The basic view Mr Doszpot has put forward today is not one that can be sustained, and it fails to reflect the fact that we have to deliver important services to our community. In order to achieve that, a government needs to take a certain amount of revenue.

MR SMYTH (Brindabella) (4.01): It is always interesting that the Chief Minister does not get up to speak in these debates until everybody else has finished. It clearly indicates some of his problems and the pressure he is feeling regarding his policies.

It is interesting that Mr Rattenbury made the comment about priorities. What we now have is a clear indication of the Labor Party and the Greens’ priorities—that is, a light rail system over and above hospital beds. It is a clear statement, and we had the fumbling from Mr Corbell today.

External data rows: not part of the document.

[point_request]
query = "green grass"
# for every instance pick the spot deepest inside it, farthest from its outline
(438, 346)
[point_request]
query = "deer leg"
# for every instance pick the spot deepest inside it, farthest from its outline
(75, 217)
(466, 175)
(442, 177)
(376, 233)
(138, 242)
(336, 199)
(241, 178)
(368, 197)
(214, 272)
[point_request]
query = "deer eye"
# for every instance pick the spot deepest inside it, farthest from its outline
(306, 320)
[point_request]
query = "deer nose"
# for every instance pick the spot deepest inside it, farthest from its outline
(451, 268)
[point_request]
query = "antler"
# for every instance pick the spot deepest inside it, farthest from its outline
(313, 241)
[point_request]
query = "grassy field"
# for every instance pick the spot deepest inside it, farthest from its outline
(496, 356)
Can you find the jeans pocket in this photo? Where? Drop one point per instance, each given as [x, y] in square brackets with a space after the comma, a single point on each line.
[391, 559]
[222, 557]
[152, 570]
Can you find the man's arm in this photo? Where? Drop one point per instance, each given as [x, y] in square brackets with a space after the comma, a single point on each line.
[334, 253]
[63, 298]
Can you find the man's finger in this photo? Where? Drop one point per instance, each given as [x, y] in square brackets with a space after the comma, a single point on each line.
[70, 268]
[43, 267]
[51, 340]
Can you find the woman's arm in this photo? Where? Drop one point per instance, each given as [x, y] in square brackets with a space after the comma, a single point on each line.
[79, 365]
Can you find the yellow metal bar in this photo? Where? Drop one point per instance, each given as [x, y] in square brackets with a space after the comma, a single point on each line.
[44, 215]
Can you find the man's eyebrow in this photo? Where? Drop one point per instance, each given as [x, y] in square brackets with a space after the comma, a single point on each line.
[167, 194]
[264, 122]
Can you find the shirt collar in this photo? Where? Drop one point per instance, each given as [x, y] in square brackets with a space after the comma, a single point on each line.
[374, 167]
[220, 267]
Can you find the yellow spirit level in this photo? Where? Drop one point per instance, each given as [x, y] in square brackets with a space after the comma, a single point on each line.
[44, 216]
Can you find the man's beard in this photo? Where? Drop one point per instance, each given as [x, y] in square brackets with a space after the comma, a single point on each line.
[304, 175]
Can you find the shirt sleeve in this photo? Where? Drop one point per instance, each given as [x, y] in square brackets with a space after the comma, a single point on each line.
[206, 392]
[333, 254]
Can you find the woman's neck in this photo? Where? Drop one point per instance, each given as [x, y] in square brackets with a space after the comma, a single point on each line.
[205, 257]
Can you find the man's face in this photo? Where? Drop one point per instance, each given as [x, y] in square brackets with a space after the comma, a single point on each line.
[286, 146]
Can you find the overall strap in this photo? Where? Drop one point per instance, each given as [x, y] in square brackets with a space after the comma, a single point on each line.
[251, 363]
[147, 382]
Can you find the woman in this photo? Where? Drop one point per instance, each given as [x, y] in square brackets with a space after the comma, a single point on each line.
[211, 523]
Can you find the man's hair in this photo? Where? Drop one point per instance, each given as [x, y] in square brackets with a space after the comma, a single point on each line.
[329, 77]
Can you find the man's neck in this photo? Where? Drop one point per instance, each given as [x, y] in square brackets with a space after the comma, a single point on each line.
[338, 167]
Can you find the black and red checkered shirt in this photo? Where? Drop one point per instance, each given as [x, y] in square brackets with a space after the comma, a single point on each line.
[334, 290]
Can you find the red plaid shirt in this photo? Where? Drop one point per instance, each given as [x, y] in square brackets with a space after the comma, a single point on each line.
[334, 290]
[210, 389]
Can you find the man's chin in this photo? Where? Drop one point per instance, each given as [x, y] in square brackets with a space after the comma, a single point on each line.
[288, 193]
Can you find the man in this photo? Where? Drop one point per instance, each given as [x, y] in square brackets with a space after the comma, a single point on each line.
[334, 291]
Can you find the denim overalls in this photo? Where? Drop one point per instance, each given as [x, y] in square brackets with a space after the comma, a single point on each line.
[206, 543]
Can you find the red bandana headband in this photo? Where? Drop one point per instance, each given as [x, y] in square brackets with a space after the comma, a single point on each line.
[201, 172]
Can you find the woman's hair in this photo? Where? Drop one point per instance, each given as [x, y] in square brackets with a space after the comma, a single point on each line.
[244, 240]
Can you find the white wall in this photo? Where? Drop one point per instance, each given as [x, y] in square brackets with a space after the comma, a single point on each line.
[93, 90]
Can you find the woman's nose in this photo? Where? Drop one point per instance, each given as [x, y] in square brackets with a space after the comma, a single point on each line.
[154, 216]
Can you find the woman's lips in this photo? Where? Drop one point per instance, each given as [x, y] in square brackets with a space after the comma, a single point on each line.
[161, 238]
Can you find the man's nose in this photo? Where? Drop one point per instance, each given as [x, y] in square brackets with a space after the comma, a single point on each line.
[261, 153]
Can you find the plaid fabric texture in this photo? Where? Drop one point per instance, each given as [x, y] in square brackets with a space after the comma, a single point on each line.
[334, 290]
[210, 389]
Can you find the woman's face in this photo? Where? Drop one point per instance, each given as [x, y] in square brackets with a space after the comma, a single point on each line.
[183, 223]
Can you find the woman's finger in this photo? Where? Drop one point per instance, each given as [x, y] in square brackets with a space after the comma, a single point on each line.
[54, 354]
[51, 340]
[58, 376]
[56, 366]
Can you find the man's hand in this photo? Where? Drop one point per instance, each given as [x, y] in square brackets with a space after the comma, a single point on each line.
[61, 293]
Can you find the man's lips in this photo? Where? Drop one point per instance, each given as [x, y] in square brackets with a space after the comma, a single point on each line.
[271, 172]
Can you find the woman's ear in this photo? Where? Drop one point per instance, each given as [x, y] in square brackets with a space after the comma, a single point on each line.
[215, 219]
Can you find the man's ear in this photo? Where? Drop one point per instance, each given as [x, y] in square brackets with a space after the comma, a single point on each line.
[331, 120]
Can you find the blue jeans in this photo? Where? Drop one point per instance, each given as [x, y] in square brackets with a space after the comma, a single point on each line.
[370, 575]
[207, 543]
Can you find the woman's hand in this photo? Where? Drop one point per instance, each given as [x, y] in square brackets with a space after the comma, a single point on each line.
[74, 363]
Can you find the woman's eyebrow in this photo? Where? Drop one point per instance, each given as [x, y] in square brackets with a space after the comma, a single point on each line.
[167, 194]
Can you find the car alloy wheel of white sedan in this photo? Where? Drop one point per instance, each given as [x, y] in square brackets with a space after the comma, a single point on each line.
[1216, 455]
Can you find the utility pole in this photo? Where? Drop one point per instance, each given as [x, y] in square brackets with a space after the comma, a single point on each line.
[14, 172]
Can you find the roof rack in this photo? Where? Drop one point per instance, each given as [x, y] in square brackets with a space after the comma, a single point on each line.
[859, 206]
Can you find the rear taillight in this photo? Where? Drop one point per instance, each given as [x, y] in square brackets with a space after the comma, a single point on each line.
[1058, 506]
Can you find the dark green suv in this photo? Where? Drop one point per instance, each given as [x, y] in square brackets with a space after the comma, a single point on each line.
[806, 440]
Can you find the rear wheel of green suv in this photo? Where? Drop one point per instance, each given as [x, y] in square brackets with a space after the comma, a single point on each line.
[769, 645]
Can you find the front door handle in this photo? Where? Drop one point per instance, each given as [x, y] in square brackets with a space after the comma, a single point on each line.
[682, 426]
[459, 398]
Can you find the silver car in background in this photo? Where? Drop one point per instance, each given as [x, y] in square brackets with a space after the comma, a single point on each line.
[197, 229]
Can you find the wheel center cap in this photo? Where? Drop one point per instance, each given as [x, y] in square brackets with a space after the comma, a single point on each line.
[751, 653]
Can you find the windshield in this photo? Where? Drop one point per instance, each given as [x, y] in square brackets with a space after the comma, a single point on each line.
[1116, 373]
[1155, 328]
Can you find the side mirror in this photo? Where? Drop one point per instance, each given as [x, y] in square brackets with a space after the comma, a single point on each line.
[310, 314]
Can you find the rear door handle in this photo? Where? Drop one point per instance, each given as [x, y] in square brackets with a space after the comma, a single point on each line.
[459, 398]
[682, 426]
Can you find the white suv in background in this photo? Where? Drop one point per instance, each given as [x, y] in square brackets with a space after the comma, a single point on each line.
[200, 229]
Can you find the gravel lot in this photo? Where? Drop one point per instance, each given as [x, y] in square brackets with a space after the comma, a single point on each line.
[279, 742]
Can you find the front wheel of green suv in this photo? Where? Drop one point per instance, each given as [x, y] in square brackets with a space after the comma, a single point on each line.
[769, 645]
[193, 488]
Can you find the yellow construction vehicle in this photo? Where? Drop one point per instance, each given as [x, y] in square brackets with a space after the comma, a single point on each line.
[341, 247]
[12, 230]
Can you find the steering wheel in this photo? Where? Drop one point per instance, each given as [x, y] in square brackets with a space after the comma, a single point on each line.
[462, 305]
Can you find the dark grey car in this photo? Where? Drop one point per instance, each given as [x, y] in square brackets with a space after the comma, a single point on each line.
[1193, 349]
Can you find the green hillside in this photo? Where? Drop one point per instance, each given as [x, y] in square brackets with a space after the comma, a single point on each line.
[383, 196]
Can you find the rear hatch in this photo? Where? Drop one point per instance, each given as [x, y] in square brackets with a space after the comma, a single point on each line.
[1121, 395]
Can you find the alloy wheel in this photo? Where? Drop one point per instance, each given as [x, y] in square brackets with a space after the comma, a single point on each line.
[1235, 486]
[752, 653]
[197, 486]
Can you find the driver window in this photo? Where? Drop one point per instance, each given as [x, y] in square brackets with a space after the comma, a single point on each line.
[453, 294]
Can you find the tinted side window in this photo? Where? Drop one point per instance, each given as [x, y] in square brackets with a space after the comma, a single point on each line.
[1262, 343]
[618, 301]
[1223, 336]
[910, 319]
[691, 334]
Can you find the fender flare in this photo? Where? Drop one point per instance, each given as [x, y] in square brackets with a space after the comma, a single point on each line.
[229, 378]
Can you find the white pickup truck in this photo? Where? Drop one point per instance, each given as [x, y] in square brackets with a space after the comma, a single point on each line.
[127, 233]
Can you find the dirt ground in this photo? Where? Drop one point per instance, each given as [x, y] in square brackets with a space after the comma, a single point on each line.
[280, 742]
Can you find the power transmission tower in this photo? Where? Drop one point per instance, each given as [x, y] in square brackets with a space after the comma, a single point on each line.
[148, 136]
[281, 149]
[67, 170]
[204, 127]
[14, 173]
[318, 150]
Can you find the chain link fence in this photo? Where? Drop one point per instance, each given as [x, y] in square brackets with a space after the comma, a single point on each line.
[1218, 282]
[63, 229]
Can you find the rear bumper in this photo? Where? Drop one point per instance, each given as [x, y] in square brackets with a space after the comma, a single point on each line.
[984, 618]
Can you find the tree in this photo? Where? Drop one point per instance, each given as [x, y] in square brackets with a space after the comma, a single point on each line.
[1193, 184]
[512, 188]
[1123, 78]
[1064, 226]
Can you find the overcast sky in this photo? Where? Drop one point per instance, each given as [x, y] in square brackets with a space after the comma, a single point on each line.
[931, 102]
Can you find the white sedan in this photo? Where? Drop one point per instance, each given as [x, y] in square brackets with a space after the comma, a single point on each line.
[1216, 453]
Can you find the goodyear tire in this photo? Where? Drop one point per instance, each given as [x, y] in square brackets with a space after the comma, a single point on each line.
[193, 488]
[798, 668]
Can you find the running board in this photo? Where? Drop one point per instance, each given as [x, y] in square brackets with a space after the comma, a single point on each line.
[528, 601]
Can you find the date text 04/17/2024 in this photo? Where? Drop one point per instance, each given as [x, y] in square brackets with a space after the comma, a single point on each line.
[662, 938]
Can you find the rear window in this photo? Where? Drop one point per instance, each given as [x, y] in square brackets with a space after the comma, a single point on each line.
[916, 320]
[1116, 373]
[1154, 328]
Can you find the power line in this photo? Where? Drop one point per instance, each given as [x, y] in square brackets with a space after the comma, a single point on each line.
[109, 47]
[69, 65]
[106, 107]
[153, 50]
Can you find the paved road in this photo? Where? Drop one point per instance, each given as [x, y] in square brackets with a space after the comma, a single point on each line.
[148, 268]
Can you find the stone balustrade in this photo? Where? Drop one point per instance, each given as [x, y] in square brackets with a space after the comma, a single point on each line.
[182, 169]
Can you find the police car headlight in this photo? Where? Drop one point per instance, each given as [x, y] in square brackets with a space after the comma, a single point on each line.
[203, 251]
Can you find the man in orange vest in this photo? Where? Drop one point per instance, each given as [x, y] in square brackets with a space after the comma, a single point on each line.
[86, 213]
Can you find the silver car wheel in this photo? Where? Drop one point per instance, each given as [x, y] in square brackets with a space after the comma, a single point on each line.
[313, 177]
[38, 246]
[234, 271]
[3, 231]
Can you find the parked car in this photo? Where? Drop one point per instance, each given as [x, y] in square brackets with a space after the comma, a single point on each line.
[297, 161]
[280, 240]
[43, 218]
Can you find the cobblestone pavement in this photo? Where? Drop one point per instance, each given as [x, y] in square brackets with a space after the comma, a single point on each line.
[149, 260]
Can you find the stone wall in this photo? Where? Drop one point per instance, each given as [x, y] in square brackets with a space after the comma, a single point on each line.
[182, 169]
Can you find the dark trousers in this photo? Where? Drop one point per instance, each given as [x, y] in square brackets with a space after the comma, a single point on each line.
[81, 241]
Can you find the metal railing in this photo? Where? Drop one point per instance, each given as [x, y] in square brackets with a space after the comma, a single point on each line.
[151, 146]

He used all sorts of numbers—140, 166, 200, 215, almost 200, 250. So it is very hard to know what the government’s priority is in regard to hospital beds except for one thing—the train comes first.

I remind members of the last time that this government took such a position, on the Gungahlin Drive extension. It was originally touted at $55 million and some five or six years of construction. Two hundred million dollars and a decade later, it was the fiasco that Mr Corbell delivered. There was an embarrassing backflip one Tuesday night when the government suddenly decided that the one-lane road that they had built was inadequate, so they doubled it just overnight. We saw it with other things like the Alexander Maconochie Centre, which of course the government is now enlarging, because despite Mr Corbell’s claims that it was good for 20 to 25 years, it was full much earlier than that.

So it is about priorities, Mr Rattenbury. That is why the Canberra Liberals moved the amendment to the Financial Management Act to ensure that the government had a cost of living statement in their budget, so that people actually knew what the impact of the government’s fees and charges were on them and their households. In the first year they were well and truly outed when $640 was added to the family budget, courtesy of the Treasurer. Since then they have had to ameliorate it so that they now present a number of scenarios. But, of course, all of the scenarios show an increase.

It is well and good for Mr Rattenbury to stand here and give us the lecture on green-nomics, but he is part of a government whose priority is train before hospital beds and higher fees and charges for all Canberrans. That is what it is all about, and that is what we are paying for. We are paying for Mr Barr’s economic delusion.

We have seen it many times. What we have seen time and again from this Treasurer is extreme partisanship, couched as fiscal policy, supplemented by the Treasurer’s touristic comprehension of economics. At the end of the day, what is he waiting for? It is not for the train to arrive; it is for the federal government to get their spending back in sync with his ambitions. We know that from page 42 of budget paper 3 this year, where he says that the deficits are temporary because the commonwealth will start spending again.